Speaking to the committee Monday, James Anaya, dean of law at the University of Colorado, said the UN’s negotiated document should “obligate states to create effective criminal and civil enforcement procedures to recognize and prevent the non-consensual taking and illegitimate possession, sale and export of traditional cultural expressions.”
Anaya said the document should also look at products that are falsely advertised as Indigenous-made or endorsed by Indigenous groups.
Here’s an example of what they mean.
That would mean products like those in U.S.-based retailer Urban Outfitters “Navajo” line, Anaya said, including “Navajo hipster panties,” a “peace treaty feather necklace” and a “Navajo print flask.”

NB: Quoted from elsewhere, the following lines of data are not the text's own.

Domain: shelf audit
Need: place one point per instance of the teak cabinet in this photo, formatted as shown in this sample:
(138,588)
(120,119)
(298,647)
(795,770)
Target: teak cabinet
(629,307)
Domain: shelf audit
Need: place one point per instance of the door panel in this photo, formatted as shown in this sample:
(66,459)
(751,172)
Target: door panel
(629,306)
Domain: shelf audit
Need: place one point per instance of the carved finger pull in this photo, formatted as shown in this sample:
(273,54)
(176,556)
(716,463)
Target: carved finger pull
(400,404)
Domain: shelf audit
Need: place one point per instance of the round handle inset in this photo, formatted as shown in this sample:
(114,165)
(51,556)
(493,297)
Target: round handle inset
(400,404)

The Navajo Nation launched a legal battle against the company for trademark infringement in 2012.
So, which is it? Trademark infringement or cultural appropriation?
If the name Navajo, or specific designs are registered trademarks then the would most certainly have a case, but this is being held up as an example of cultural appropriation, the definition of which is much more ambiguous. Additionally if actually intellectual property isn’t being infringed upon it seems that such a move to ban “cultural appropriation” would run afoul the United State’s first amendment to the Constitution.
That said, I don’t think the average Urban Outfitters customer actually believes that their panties and flasks are being made by the Navajo. So more than anything the UN is looking to ban cultural butt hurt more than anything else. Which seems to me to be a real slippery slope in our increasingly intolerant PC culture.